Adam cradled the phone to his ear and let out his breath. “He wouldn’t believe me, Ma, even if I did. These people aren’t real. It’s like a video game, just like you said.”

“So Marsha and Reginold—”

“Those are characters in a book written by a virtual person.” Adam said it slowly.

“But they’re in love with each other.”

He sighed. “I suppose they are. In their own weird way.”

“How did a video game write about that?”

“Hey, Ma? I gotta go. I’ve got a class in an hour.”
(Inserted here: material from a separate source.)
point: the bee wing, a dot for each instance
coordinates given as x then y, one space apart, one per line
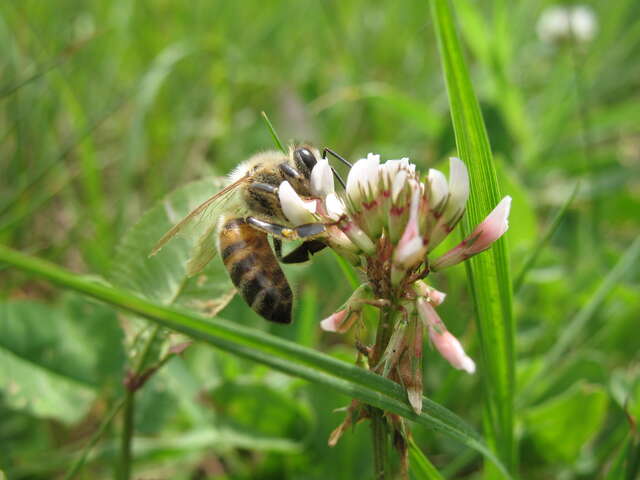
204 251
205 212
“Does your girlfriend, does Amanda know this is what you do?”

“Yeah,” Adam lied.

“And she’s okay with it?”

“Of course.” He rubbed his temples.

“When am I going to meet her?”

Not before I do, Adam thought.

“Soon,” he said.

“Okay. Well, I still like the book.”

“Thanks, Ma.”

“Even if you did steal it from some poor person.”

4

The ones and zeros
like snow, descend and blanket
my eyes, forming all

Adam patted his pockets as he left his apartment, making sure he had his keys. It was winter; the days were short. A blanket of black hung over the campus, and a blanket of white covered the ground. He shut the apartment door too hard, rattling the windows. Of late, all doors seemed to close too hard for him or not at all. They were slammed or left wanting. It was about motor control, and Adam was losing his. He looked back to the shuddering window and saw his reflection. The scruff on his jaw measured the long nights, nights such as these when he should sleep but couldn’t. Despite his fatigue, he remained awake, a diurnal creature in the opposite of day.

“Griff?”

Adam turned to find his friend standing at the bottom of his apartment’s stoop, freshly falling snow gathering on his knit cap like stars shaken from the darkness overhead.

“Hey, Samualson.”

“You ready?” Samualson asked. He had a look of concern on his face, a look Adam was getting used to seeing. His friend was a decade older than him and half a foot taller. A neatly trimmed beard and fitted coat lent him a professorial look. He seemed more the English scholar than Adam felt, even though he was a member of the hard sciences. The two of them had become friends after seeing each other in the labs every night. They found there was something less pathetic about coming and going to the sims with another real person.

Adam shrugged his bookbag over his shoulder and followed Samualson down the walk. The campus arranged across the valley below was illuminated by tall night lights and the sliver of a waning moon. The snow on the ground and in the air seemed to gather and magnify the light. The shallow impressions of footsteps littered the ground, already half full again with falling snow. Adam hurried up beside Samualson, their boots crunching and squeaking in the wet pack.

“Hey, did you hear?” Thick smoke streamed out with Samualson’s voice, the moisture of his breath crystallized in the cold night air.

“Did I hear?” Adam tugged his gloves on and patted them together. “Did I hear what? I hear tons. I hear too much.”

“Virginia Tech.” Samualson turned his head as a gust of wind brought cold and a flurry of blown snow. “Their farm got razed.”

“Razed? As in gone?”

“Every single server got deleted. Formatted.”